I have a large dataset, containing a categorical (Size) and a numeric variable(Fraktion) to group the data. The rest are analytical resultd like numeric values. Every value got sampled 3 times, and I needed to create the meaning.
It looks more or less like this:
Size | Fraktion | Sample | Value1 | Value2 | ... |
---|---|---|---|---|---|
A | 1 | 1 | 3 | 2 | ... |
A | 1 | 2 | 4 | 4 | ... |
A | 1 | 3 | 2 | 1 | ... |
A | 2 | 1 | 1 | 5 | ... |
A | 2 | 2 | 3 | 7 | ... |
A | 2 | 3 | 4 | 5 | ... |
B | 1 | 1 | 2 | 3 | ... |
B | 1 | 2 | 3 | 2 | ... |
B | 1 | 3 | 4 | 2 | ... |
B | 1 | 3 | 2 | 4 | ... |
To calculate the means of the samples I used the summarise function of dyplr like this:
mean_df<-
df %>%
group_by(Fraktion,Size)%>%
summarise_all("mean")
I guess this might not be the most elegant way, as in the next step I have to remove the "Sample" column, but it worked for me. Now I want to integrate the standard deviation for each created mean and add it to the df.
I found this thread ((Can I calculate the standard error of all columns with the "summarise_all" function in R dplyr)and tried to use the code provided by Ronak Shah in answer 3:
mean_sd_df<-
df %>%
group_by(Fraktion, Size)%>%
summarise_each(funs(mean,sd,se=sd(.)/sqrt(n())))

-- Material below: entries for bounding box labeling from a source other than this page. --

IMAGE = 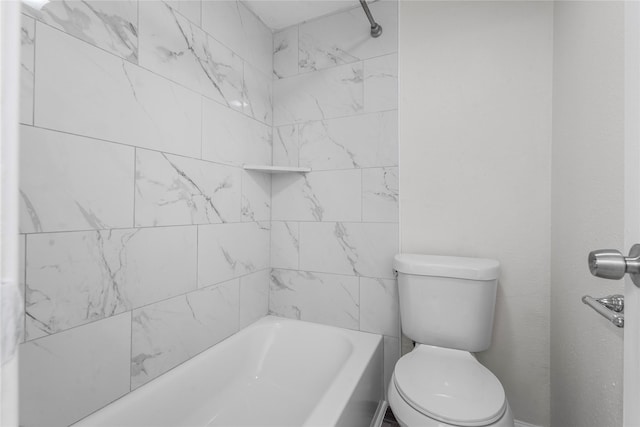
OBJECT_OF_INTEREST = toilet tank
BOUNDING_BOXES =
[394,254,500,351]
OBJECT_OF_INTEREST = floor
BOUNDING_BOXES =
[381,408,400,427]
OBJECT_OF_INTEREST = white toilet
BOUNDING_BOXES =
[388,254,514,427]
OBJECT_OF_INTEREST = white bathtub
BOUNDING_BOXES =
[74,316,384,427]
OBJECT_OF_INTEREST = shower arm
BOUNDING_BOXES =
[360,0,382,37]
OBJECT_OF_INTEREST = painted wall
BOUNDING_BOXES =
[269,1,399,388]
[399,1,553,425]
[551,2,629,427]
[20,0,272,426]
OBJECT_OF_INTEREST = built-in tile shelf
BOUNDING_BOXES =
[243,165,311,173]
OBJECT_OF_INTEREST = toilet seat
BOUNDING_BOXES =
[393,345,507,426]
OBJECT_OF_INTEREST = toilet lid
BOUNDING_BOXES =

However, I get the follwoing error:
across() must only be used inside dplyr verbs.
Any idea what could be the issue?
The classic tidyverse
way to do this, is first make your data tidy by pivoting your table to long format:
df %>%
pivot_longer(starts_with("Value"), names_to = "Measurement", values_to = "val")
and then summarize this long table:
df %>%
pivot_longer(starts_with("Value"), names_to = "Measurement", values_to = "val") %>%
group_by(Fraktion, Size) %>%
summarize(mean = mean(val), se = sd(val)/sqrt(n()))
If you want the summary by "ValueX", add the name of the new column to the grouping:
df %>%
pivot_longer(starts_with("Value"), names_to = "Measurement", values_to = "val") %>%
group_by(Fraktion, Size, Measurement) %>%
summarize(mean = mean(val), se = sd(val)/sqrt(n()))